A pioneering Aboriginal Australian actress who brought authentic Indigenous stories to mainstream television and film.
Tasma Walton emerged in the 1990s as a presence on Australian screens, expanding roles for Indigenous performers. Born in Perth, she portrayed complex, modern characters rather than stereotypes. Her breakout role as Constable Dash McKinley on 'Blue Heelers' made her widely recognized. Walton later showed range in the film 'Mystery Road,' directed by her husband Aaron Pedersen, and in the drama 'Redfern Now.' She authored the novel 'Beyond Fear,' exploring identity and resilience. Her work, grounded in cultural integrity, has paved the way for a new generation of First Nations storytellers.
1965–1980
The latchkey kids. Raised during divorce, recession, and the end of the Cold War. Skeptical, self-reliant, media-literate. They invented indie culture, grunge, and the early internet — then watched the Boomers take credit.

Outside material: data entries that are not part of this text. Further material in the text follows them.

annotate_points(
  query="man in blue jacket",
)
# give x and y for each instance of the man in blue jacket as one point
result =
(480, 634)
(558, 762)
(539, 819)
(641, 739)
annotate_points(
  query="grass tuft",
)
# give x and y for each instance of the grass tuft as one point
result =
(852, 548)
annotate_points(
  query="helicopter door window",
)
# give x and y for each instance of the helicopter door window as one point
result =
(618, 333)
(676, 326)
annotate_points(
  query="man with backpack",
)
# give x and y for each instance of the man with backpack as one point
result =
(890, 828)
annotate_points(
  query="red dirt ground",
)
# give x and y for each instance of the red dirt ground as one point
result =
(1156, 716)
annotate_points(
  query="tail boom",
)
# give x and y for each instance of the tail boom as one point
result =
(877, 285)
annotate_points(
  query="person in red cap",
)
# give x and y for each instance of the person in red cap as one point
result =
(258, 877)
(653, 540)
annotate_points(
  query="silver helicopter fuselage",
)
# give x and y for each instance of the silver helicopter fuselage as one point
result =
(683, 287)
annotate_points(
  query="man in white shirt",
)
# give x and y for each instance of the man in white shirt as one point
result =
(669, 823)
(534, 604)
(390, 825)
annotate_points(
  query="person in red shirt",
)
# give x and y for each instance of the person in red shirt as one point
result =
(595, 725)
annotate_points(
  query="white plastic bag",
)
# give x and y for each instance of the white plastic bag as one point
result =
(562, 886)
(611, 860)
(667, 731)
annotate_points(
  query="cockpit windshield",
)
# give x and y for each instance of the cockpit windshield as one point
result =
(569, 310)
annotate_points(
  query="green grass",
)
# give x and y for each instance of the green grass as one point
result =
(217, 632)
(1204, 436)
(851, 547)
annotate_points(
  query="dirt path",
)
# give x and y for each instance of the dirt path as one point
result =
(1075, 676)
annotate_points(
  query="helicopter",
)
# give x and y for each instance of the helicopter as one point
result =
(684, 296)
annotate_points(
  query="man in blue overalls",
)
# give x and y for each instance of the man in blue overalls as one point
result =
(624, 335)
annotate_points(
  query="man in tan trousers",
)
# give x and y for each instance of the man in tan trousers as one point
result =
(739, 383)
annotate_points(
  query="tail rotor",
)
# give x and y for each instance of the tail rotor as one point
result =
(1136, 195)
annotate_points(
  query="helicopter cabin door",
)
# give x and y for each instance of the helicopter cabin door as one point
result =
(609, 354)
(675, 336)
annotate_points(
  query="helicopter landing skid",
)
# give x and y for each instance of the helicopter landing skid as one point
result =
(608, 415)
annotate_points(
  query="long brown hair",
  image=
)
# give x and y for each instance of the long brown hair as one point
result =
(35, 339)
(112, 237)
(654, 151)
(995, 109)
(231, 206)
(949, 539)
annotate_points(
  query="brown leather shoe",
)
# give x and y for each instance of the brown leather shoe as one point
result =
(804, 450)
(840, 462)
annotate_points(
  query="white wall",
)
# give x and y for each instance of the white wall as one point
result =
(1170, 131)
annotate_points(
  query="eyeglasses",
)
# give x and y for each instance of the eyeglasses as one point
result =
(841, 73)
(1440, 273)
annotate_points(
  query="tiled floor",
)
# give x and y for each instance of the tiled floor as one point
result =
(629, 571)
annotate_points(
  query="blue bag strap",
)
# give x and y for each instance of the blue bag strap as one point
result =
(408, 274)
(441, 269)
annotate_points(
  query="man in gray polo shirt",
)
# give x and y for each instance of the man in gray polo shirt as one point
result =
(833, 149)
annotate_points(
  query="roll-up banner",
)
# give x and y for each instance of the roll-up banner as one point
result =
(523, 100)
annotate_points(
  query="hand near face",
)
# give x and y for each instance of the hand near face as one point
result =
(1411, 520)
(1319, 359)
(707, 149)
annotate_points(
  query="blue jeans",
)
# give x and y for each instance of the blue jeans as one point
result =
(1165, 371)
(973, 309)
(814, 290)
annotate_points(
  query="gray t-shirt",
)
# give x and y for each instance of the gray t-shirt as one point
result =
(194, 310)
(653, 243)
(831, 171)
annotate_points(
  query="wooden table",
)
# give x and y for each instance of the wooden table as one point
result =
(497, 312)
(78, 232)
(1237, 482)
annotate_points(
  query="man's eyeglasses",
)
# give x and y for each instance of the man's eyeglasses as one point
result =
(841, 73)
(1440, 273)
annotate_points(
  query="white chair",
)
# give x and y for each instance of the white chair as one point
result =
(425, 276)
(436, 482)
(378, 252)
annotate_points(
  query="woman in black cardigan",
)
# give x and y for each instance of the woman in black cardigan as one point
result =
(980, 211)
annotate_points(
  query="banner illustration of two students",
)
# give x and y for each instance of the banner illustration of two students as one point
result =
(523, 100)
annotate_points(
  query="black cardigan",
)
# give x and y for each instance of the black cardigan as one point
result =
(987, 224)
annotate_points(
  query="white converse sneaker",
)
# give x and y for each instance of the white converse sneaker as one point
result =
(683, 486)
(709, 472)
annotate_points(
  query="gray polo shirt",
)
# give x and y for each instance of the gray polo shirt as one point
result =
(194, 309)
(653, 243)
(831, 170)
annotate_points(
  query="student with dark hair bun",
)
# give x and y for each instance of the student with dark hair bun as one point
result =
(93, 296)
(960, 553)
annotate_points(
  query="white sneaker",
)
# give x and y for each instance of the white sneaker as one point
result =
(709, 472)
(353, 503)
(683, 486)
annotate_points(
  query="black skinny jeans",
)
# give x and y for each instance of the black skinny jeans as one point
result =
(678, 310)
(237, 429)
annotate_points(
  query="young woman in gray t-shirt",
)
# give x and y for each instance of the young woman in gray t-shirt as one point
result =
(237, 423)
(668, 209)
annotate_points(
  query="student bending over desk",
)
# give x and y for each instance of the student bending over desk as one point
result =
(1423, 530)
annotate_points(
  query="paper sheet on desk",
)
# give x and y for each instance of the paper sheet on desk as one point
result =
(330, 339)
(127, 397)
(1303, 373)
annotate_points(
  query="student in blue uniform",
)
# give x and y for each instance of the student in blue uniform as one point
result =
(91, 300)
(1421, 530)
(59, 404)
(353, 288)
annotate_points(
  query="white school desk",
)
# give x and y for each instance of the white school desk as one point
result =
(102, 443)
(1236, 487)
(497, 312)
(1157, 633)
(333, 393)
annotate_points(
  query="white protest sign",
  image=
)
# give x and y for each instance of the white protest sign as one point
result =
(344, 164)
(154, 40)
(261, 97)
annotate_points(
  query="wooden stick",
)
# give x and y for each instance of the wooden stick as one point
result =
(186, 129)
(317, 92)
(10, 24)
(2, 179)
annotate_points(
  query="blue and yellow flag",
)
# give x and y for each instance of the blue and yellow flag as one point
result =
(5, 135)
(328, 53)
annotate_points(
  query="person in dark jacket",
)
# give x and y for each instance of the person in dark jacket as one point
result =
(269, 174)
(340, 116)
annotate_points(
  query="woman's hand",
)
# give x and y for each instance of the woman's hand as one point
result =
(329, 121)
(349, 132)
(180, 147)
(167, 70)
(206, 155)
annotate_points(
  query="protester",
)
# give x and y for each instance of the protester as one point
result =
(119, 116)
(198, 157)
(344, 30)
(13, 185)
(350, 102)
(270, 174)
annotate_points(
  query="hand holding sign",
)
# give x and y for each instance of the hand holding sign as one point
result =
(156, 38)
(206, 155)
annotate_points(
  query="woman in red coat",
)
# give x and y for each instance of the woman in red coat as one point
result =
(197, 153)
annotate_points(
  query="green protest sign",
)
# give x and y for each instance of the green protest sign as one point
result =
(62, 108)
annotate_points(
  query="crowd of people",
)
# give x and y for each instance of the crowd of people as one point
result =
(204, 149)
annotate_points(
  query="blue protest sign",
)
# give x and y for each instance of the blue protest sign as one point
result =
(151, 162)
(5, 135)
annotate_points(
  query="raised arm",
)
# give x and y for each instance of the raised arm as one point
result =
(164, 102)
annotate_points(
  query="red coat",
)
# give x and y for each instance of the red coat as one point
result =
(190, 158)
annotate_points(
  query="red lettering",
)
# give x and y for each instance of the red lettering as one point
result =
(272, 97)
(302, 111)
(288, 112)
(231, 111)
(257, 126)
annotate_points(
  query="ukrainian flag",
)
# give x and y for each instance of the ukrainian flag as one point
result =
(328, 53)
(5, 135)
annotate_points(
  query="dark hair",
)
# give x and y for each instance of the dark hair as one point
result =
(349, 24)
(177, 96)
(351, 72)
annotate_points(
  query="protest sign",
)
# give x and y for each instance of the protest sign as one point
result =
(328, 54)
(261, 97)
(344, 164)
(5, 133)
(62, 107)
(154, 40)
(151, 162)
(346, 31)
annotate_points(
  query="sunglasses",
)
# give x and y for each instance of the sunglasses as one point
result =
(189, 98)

Tasma was born in 1973, placing them squarely in the Generation X. The events that shaped this generation — economic uncertainty, the end of the Cold War, and the rise of personal computing — shaped the world they entered and the choices available to them.
The biggest hits of 1973
#1 Movie
The Exorcist
Best Picture
The Sting
#1 TV Show
All in the Family
The world at every milestone
US withdraws from Vietnam; Roe v. Wade decided
First test-tube baby born
Challenger disaster; Chernobyl nuclear meltdown
Berlin Wall falls; Tiananmen Square protests
Soviet Union dissolves; World Wide Web goes public
Nelson Mandela elected president of South Africa
US invades Iraq; Human Genome Project completed
Edward Snowden reveals NSA surveillance programs
ChatGPT goes mainstream; Israel-Hamas war begins
She is married to fellow Australian actor Aaron Pedersen.
Walton is a descendant of the Noongar and Yamatji peoples of Western Australia.
She initially studied journalism before pursuing acting.
“I choose roles that tell our stories with truth.”